Much of the discussion in delivery and engineering metrics concerns ‘descriptive’ data analytics – i.e. the presentation of metrics, such as the DORA or Flow metrics, that can be tracked over time to provide insight.

These descriptive analytics are a big step forward for many organisations as they can help teams drive very significant improvement in Agile software delivery performance.

However, analysis of these metrics is not ‘intelligent’ in that it requires the user to assess the metrics in order to make their own predictions, assess risk and identify causes and mitigations.

There is a very big opportunity, therefore, to provide truly intelligent analytics to software delivery teams.

Indeed, in the context of optimising the SDLC, the application of machine learning and/or AI is enabling the provision of:

Predictive analytics – to start to predict the delivery of sprints, epics, etc.

Prescriptive analytics – to identify actions and mitigations to correct course and improve delivery performance/outcomes.

 

Team-level intelligent analytics to improve sprint and epic delivery

Applying intelligent analytics to the Agile delivery process is constrained by the quality of the underlying data available (e.g. the quality of data residing in workflow management tools like Jira).

It is also constrained by the nature of Agile, whereby much of a ‘project’ or product will remain undefined and un-estimated, limiting the available data set from which to derive intelligent analytics (e.g. predicting a software delivery date).

Despite these constraints, intelligent analytics can provide huge benefits to software delivery teams, particularly at the team/sprint level.

The example below (Figure 31) shows a view from Plandek’s LiveView intelligent analytics tool at the sprint level.

The LiveView platform analyses the entire ticket history of the team in question to compare it to the current ticket set in order to identify anomalies. Having identified meaningful anomalies, LiveView’s algorithms quantify risk and identify ‘Action items’ (mitigations) that can be taken to correct course and improve sprint accuracy.

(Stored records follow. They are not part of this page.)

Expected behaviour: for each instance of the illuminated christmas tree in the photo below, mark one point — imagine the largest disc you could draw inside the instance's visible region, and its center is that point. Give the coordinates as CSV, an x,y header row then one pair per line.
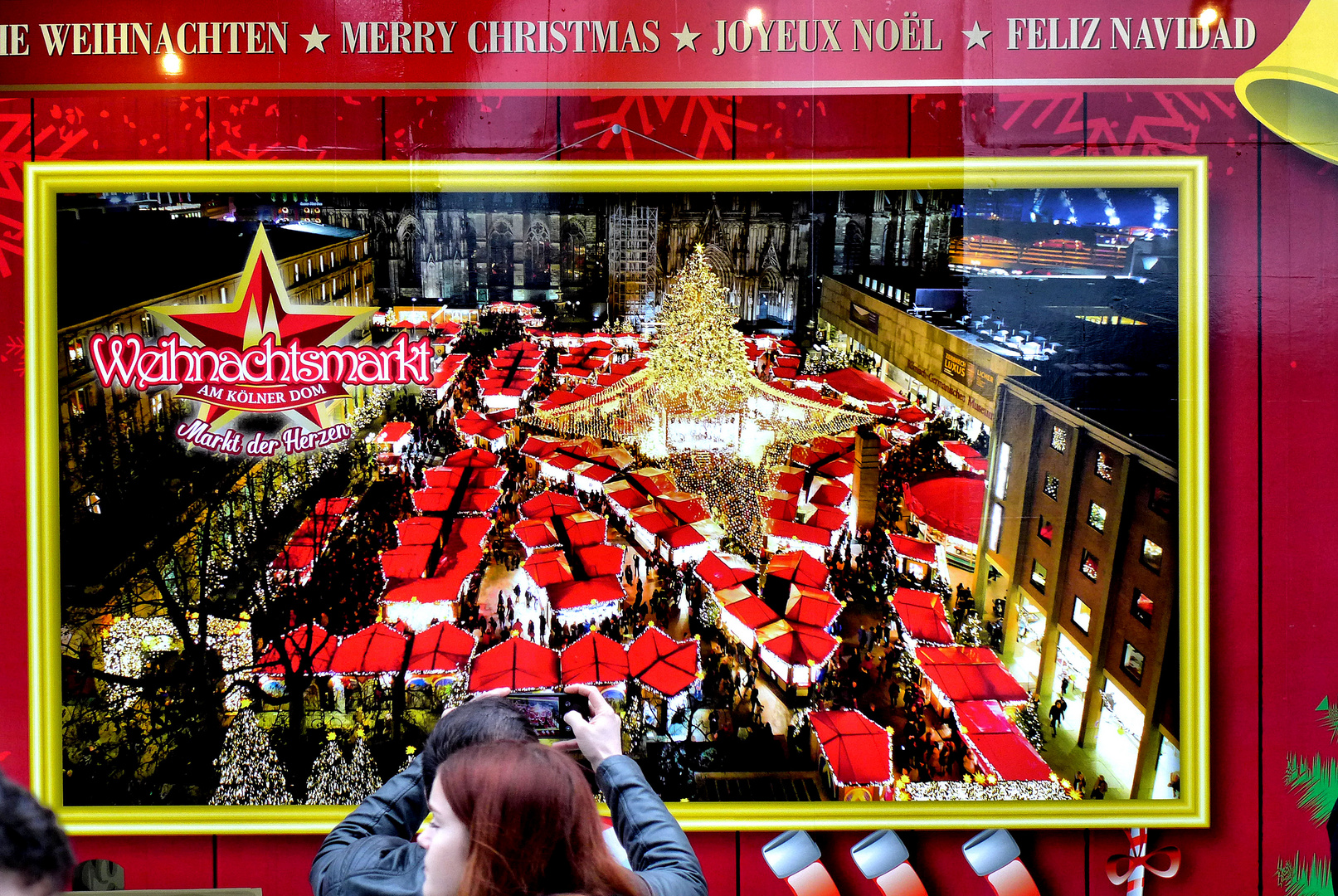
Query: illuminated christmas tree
x,y
336,782
971,633
249,773
698,364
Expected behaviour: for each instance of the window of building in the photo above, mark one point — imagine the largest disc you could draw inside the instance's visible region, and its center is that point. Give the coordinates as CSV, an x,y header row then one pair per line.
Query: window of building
x,y
1082,616
1132,662
1096,517
1052,487
1089,565
1141,607
1151,555
1005,454
1039,575
1060,439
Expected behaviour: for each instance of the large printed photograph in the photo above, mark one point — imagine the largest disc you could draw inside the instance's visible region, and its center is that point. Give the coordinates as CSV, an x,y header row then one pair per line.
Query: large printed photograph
x,y
844,495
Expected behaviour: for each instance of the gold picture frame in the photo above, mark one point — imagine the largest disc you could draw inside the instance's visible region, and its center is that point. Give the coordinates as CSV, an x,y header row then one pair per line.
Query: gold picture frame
x,y
45,181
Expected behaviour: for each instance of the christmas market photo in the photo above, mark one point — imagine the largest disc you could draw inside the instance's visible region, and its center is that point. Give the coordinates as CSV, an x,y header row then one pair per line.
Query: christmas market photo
x,y
850,495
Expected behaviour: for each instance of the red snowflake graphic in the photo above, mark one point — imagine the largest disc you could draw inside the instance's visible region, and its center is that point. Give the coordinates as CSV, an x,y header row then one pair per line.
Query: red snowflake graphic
x,y
633,117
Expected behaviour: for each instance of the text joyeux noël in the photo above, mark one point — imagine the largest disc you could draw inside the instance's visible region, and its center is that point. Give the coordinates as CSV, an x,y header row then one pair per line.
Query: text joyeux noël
x,y
909,32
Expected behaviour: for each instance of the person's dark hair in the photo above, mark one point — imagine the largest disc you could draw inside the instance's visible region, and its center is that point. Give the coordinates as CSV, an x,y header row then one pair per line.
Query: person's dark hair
x,y
479,721
533,823
32,845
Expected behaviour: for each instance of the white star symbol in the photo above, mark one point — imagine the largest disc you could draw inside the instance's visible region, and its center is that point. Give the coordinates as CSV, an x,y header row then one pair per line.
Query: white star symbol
x,y
687,39
314,41
977,37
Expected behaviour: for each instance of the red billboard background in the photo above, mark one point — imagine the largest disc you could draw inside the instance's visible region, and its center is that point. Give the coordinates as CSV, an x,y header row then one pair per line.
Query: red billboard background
x,y
1272,351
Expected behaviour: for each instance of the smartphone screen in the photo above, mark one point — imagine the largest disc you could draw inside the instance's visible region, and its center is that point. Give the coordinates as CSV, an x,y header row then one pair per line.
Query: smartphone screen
x,y
545,712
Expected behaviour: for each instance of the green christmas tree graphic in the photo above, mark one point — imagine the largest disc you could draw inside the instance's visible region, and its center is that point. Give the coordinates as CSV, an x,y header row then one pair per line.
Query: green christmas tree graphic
x,y
1316,784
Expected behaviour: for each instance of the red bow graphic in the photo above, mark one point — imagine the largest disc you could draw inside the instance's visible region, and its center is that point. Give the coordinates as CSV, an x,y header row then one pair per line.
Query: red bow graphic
x,y
1163,863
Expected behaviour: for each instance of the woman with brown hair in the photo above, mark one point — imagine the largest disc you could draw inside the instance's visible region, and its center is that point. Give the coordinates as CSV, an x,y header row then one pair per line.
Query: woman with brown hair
x,y
518,819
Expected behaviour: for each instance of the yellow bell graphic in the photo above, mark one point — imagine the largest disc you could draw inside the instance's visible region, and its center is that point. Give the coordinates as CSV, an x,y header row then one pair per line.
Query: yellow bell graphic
x,y
1294,91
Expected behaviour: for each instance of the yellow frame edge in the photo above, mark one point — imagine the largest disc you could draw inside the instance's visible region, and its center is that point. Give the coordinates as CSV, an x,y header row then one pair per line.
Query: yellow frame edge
x,y
43,181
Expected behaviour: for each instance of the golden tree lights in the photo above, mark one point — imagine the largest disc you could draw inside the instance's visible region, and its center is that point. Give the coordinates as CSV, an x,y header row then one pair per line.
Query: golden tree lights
x,y
698,363
698,411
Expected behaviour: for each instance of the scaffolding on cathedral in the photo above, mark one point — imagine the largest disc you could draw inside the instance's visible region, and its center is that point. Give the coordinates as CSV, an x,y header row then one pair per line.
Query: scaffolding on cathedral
x,y
632,261
698,410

Figure 31: Example Plandek LiveView intelligent analytics to improve sprint performance
Figure 31: Example Plandek LiveView intelligent analytics to improve sprint performance

‘Action items’ point teams to the tickets that are outside the expected parameters. The parameters considered include:

  1. Ticket stalling: when tickets appear to stall at any point throughout the delivery process or exceed standard cycle times and require immediate action by the team.
  2. Development complexity: commit size/count, files changed, and other parameters exceed the norm for tickets of similar size and complexity.
  3. Pull request anomalies: when pull requests stall or indicate a higher-than-normal level of activity, suggesting a team is struggling to merge.
  4. Build event anomalies: when the builds containing the related tickets fail or succeed.
  5. Deployment anomalies: when tickets are deployed or if the deployment fails and requires action.

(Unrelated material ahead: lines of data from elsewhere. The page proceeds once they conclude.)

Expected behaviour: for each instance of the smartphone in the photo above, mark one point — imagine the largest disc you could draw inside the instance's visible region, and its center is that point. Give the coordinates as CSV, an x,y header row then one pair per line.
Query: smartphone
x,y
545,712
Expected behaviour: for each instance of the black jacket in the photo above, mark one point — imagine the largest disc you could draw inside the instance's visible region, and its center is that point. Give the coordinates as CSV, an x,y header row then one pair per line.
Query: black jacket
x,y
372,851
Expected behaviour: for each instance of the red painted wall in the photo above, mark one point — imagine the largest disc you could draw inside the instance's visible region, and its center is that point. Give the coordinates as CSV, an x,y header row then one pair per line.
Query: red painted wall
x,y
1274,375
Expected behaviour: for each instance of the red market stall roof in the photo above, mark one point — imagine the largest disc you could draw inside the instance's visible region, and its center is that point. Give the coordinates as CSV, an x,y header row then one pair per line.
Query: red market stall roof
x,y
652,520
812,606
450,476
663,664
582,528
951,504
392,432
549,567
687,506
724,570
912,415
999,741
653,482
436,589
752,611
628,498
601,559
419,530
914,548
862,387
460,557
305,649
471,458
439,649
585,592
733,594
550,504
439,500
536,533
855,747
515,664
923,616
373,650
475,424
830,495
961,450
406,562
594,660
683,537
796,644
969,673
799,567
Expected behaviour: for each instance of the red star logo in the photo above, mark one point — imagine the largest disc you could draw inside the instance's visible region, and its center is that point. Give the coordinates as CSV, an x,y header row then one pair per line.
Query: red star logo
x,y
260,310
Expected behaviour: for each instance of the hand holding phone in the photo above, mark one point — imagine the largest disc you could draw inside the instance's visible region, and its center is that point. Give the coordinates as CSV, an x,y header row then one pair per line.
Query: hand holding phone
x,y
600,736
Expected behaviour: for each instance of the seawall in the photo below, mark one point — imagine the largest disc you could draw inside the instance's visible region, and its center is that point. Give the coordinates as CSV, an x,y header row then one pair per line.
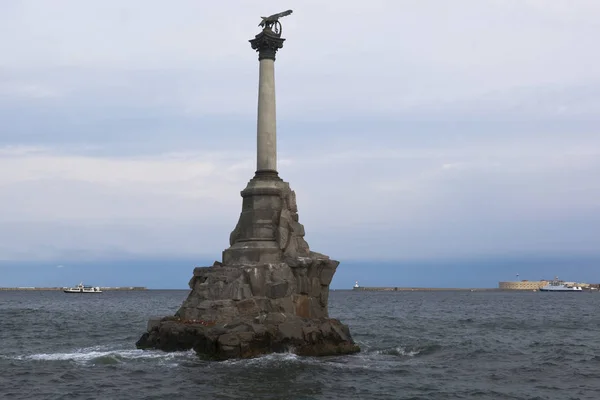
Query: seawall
x,y
415,289
124,288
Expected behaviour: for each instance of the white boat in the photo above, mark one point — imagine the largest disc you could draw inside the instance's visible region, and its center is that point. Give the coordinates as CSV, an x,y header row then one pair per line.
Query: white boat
x,y
560,286
81,288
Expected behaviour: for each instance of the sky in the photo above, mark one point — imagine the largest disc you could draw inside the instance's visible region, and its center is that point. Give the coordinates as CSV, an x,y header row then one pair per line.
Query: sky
x,y
463,136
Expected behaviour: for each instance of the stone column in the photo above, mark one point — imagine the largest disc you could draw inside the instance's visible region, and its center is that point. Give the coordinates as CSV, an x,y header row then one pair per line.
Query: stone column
x,y
266,43
255,237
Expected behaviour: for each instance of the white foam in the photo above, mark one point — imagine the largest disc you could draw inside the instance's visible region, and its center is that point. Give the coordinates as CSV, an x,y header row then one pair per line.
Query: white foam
x,y
90,354
267,359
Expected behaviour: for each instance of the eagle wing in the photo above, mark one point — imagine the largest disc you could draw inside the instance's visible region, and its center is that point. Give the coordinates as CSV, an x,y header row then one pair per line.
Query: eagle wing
x,y
279,15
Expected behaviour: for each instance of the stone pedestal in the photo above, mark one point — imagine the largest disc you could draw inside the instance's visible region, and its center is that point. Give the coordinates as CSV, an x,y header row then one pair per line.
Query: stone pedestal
x,y
270,293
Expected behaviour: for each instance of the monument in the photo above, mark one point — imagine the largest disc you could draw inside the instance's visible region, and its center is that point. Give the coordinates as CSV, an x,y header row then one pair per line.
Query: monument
x,y
270,292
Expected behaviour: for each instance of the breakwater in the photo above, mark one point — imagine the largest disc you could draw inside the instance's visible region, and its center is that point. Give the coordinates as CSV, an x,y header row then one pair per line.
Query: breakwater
x,y
416,289
62,288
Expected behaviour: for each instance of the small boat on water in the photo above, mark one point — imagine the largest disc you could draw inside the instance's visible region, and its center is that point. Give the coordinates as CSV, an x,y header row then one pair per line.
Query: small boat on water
x,y
560,286
81,288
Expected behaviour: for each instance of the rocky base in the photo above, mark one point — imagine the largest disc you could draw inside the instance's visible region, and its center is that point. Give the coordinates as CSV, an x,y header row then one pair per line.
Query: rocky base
x,y
249,310
269,333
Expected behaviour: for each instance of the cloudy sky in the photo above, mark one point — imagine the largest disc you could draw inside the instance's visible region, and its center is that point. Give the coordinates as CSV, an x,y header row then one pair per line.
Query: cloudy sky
x,y
411,130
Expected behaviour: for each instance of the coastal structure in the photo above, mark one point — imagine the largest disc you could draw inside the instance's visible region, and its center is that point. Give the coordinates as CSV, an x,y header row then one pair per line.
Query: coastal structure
x,y
270,292
522,285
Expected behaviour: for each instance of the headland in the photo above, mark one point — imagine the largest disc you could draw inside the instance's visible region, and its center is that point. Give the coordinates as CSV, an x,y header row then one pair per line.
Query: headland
x,y
33,288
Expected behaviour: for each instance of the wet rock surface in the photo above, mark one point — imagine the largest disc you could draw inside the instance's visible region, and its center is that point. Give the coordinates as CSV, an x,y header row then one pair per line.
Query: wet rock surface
x,y
247,311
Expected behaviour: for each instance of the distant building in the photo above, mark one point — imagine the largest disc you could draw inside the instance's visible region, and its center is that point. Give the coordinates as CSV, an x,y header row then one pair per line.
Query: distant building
x,y
522,285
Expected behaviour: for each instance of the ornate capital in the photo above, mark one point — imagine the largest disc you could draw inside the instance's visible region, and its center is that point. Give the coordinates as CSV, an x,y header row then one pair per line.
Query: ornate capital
x,y
267,43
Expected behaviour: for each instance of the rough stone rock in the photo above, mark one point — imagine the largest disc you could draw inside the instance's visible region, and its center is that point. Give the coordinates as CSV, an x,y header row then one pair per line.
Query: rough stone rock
x,y
270,293
242,312
307,337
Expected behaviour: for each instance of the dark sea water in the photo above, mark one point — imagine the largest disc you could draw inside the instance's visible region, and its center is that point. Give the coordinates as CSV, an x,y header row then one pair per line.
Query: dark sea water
x,y
416,345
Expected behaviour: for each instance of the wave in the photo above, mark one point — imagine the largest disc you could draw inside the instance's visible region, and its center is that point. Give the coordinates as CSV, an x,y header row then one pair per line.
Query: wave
x,y
103,356
409,351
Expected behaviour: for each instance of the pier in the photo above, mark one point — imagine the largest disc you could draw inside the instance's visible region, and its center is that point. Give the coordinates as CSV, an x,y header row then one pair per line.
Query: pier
x,y
118,288
422,289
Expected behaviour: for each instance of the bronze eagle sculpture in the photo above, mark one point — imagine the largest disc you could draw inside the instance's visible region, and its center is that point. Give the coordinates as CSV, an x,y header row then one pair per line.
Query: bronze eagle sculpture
x,y
270,20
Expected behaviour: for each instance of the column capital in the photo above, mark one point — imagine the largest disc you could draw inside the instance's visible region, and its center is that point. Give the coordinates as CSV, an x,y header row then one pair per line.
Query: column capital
x,y
267,43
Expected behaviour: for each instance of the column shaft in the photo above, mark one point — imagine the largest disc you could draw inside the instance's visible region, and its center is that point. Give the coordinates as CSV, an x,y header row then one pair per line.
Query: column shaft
x,y
266,130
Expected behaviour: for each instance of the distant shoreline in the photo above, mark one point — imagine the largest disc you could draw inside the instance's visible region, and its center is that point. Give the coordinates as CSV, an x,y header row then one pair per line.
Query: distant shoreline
x,y
421,289
125,288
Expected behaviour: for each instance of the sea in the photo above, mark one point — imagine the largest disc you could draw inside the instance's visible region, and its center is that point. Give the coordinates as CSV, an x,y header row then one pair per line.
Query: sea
x,y
415,345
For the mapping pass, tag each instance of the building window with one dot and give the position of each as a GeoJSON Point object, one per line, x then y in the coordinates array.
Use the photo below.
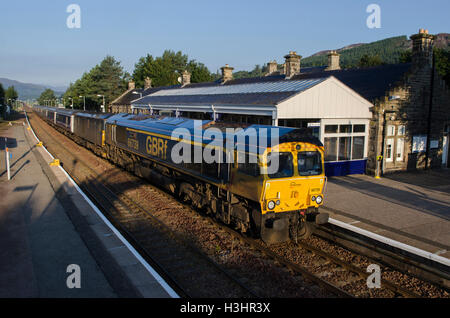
{"type": "Point", "coordinates": [400, 148]}
{"type": "Point", "coordinates": [389, 148]}
{"type": "Point", "coordinates": [331, 129]}
{"type": "Point", "coordinates": [359, 128]}
{"type": "Point", "coordinates": [358, 147]}
{"type": "Point", "coordinates": [345, 148]}
{"type": "Point", "coordinates": [391, 130]}
{"type": "Point", "coordinates": [345, 128]}
{"type": "Point", "coordinates": [330, 145]}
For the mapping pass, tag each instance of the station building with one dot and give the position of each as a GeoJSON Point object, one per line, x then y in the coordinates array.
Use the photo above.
{"type": "Point", "coordinates": [400, 112]}
{"type": "Point", "coordinates": [336, 114]}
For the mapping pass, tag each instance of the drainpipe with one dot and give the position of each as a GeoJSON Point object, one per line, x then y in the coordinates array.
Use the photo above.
{"type": "Point", "coordinates": [427, 153]}
{"type": "Point", "coordinates": [383, 139]}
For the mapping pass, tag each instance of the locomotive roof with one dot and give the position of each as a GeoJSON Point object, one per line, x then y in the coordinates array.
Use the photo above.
{"type": "Point", "coordinates": [252, 134]}
{"type": "Point", "coordinates": [94, 115]}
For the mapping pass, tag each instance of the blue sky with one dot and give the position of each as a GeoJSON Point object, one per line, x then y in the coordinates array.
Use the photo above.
{"type": "Point", "coordinates": [36, 46]}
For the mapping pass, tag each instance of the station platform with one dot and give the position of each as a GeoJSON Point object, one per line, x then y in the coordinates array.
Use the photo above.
{"type": "Point", "coordinates": [412, 208]}
{"type": "Point", "coordinates": [47, 227]}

LiveView is an example of intelligent analytics supplementing the expertise of the Team Lead/Scrum Master by reviewing a very large amount of data and identifying anomalies or blockers that are not necessarily visible ‘to the naked eye’.

It is also providing:

  • A quantitative risk assessment for sprint completion can be aggregated to consider risk at the broader epic or release train level.
  • Suggested ‘action items’ or mitigations to improve sprint outcomes (prescriptive data analytics). As the algorithms improve, so too does the quality and breadth of these system-generated action items.


A similar principle can be applied to epics (see Figure 32 below).

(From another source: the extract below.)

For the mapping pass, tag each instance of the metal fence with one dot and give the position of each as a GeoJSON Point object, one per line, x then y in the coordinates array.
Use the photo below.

Figure 32: Example Plandek LiveView intelligent analytics to improve epic performance
Figure 32: Example Plandek LiveView intelligent analytics to improve epic performance

Again, the algorithms look for issues that create risk and require mitigation. These data can be used to predict epic timing and to reduce potential delays.

The quant risk data can also be aggregated across products or release trains (for example) to better understand delivery risk across roadmap items.